UDF Function Development Guideline#

1. Background#

Although there are already hundreds of built-in functions, they can not satisfy the needs in some cases. In the past, this could only be done by developing new built-in functions. Built-in function development requires a relatively long cycle because it needs to recompile binary files and users have to wait for new version release. In order to help users to quickly develop computing functions that are not provided by OpenMLDB, we develop the mechanism of user dynamic registration function. OpenMLDB will load the compiled library contains user defined function when executing Create Function statement.

SQL functions can be categorised into scalar functions and aggregate functions. An introduction to scalar functions and aggregate functions can be seen here.

2. Development Procedures#

2.1 Develop UDF functions#

2.1.1 Naming Specification of C++ Built-in Function#

  • The naming of C++ built-in function should follow the snake_case style.

  • The name should clearly express the function’s purpose.

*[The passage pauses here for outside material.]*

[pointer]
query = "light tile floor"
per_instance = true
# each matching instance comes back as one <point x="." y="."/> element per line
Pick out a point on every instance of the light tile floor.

  • The name of a function should not be the same as the name of a built-in function or other custom functions. The list of all built-in functions can be seen here.

2.1.2#

The types of the built-in C++ functions’ parameters should be BOOL, NUMBER, TIMESTAMP, DATE, or STRING. The SQL types corresponding to C++ types are shown as follows:

SQL Type

C/C++ Type

BOOL

bool

SMALLINT

int16_t

INT

int32_t

BIGINT

int64_t

FLOAT

float

DOUBLE

double

STRING

StringRef

TIMESTAMP

Timestamp

DATE

Date

2.1.3 Parameters and Return Values#

Return Value:

  • If the output type of the UDF is a basic type and not support null, it will be processed as a return value.

  • If the output type of the UDF is a basic type and support null, it will be processed as function parameter.

  • If the output type of the UDF is STRING, TIMESTAMP or DATE, it will return through the last parameter of the function.

Parameters:

  • If the parameter is a basic type, it will be passed by value.

  • If the output type of the UDF is STRING, TIMESTAMP or DATE, it will be passed by pointer.

  • The first parameter must be UDFContext* ctx. The definition of UDFContext is:

    struct UDFContext {
        ByteMemoryPool* pool;  // Used for memory allocation.
        void* ptr;             // Used for the storage of temporary variables for aggregrate functions.
    };

Note:

  • if the input value is nullable, there are added is_null parameter to lable whether is null

  • if the return value is nullable, it should be return by argument and add another is_null parameter

For instance, declare a UDF function that input is nullable and return value is nullable.

extern "C"
void sum(::openmldb::base::UDFContext* ctx, int64_t input1, bool is_null, int64_t input2, bool is_null, int64_t* output, bool* is_null);

Function Declaration:

  • The functions must be declared by extern “C”.

2.1.4 Memory Management#

  • It is not allowed to use new operator or malloc function to allocate memory for input and output argument in UDF functions.

  • If you use new operator or malloc function to allocate memory for UDFContext::ptr in UDAF init functions, it need to be freed in output function mannually.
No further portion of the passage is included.